The show sits on The CW Network in the US, which is also home to long-running hit Supernatural and fellow DC Comics show The Flash. “We all watch each other’s shows. I mean, I actually don’t really watch [Arrow] half as much as I watch The Flash now, which is kind of weird, and I watch Gotham. I kind of stay true to the DC universe and I do not watch Marvel’s Agents Of S.H.I.E.L.D. – I would never,” she laughs.

Thea Queen’s transformation has given Holland an opportunity to take part in the action scenes. “It’s been great being able to do it and being able to show the fans that Thea is not just the kind of melodramatic girl she was through season one and season two, and that she actually has some strength and some grit inside of her.

“I was kind of sitting, waiting and ready to do the transition from day one, but since it’s been happening it’s been amazing; being able to go to the gym every single day and then work out and learn all these amazing techniques. I mean, picking up bows and swords and all that and actually learning how to use them.”

And it sounds like fans have only seen the tip of the iceberg in terms of the intensity season three will deliver. “It’s kind of one of the craziest seasons yet,” she agrees. “I can’t really say much without giving it away. It’s just all crazy, and all awesome. Every single episode is like a finale. I don’t understand how they keep on topping each episode. Every time I read them I get really scared and nervous.”

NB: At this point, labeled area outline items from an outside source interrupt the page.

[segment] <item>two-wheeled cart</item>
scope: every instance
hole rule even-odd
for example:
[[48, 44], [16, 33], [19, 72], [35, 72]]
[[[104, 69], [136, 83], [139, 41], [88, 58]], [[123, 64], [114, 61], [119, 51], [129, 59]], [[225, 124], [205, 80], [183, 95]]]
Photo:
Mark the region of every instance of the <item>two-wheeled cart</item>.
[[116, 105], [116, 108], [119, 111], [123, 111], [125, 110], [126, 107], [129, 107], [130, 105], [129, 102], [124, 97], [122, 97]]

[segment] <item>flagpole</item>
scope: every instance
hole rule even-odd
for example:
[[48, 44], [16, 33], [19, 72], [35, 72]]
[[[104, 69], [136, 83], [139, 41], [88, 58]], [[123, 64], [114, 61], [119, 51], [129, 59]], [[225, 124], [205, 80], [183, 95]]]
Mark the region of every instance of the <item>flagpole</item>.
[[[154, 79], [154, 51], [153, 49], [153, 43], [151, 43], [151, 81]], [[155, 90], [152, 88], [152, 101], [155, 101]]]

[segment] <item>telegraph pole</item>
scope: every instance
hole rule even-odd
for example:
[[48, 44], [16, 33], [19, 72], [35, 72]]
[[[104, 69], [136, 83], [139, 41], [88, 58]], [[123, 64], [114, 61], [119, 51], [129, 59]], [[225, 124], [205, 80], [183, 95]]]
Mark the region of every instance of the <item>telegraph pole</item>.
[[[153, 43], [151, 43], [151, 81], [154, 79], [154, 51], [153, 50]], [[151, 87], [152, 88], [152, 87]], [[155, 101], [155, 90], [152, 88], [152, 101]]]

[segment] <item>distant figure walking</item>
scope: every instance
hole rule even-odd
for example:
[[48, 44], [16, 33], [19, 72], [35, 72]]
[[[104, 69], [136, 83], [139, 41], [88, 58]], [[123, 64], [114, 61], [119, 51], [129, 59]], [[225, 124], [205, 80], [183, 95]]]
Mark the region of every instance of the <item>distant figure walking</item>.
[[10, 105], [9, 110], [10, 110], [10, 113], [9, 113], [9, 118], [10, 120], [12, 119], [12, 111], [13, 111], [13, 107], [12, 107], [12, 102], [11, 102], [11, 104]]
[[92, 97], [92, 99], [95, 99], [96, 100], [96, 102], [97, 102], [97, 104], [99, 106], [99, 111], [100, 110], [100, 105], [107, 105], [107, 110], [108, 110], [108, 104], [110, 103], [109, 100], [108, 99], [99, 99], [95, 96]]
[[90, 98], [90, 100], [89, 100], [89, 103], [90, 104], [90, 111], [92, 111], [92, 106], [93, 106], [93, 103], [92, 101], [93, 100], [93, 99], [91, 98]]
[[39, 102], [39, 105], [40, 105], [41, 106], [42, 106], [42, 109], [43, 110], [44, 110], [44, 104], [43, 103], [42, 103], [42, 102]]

While Holland is loving the direction her character has taken, there may come a time when it takes a turn she might not agree with – as was the case for Arrow’s Manu Bennett, who wasn’t happy with the writers’ take on his character, Deathstroke. “We all have to understand that as much as we do find a connection to our characters, and the shows that we’re working on, it is a job and our duty to do justice to the stories. I mean, as far as the characters go and as the storyline goes, we’re not telling an original story, we’re telling something that’s already somewhat set in stone via the comic books, so it’s not like everything is up to us at this point… I understand [Bennett’s] tribulation with it, but personally, if my feet were put into that shoe I don’t think I would feel the exact same way. I think I would understand why things were going the way that they were.”

That said, the new-look Thea Queen has allowed Holland a little more wiggle room. “I kind of relate to Thea in certain ways. And I think now that she has her grit side sticking out I can now throw in a bit of my own kind of personality and sway into her, which is great. Beforehand, like I said, I treated my job as, in theory, as a nine-to-five, and it is my duty to serve the people above me – who are my writers and my producers – and then to do exactly as they wish without really putting too much of a fight up about it – because in the end it is them who are trying to create the story, and I’m trying to tell it.”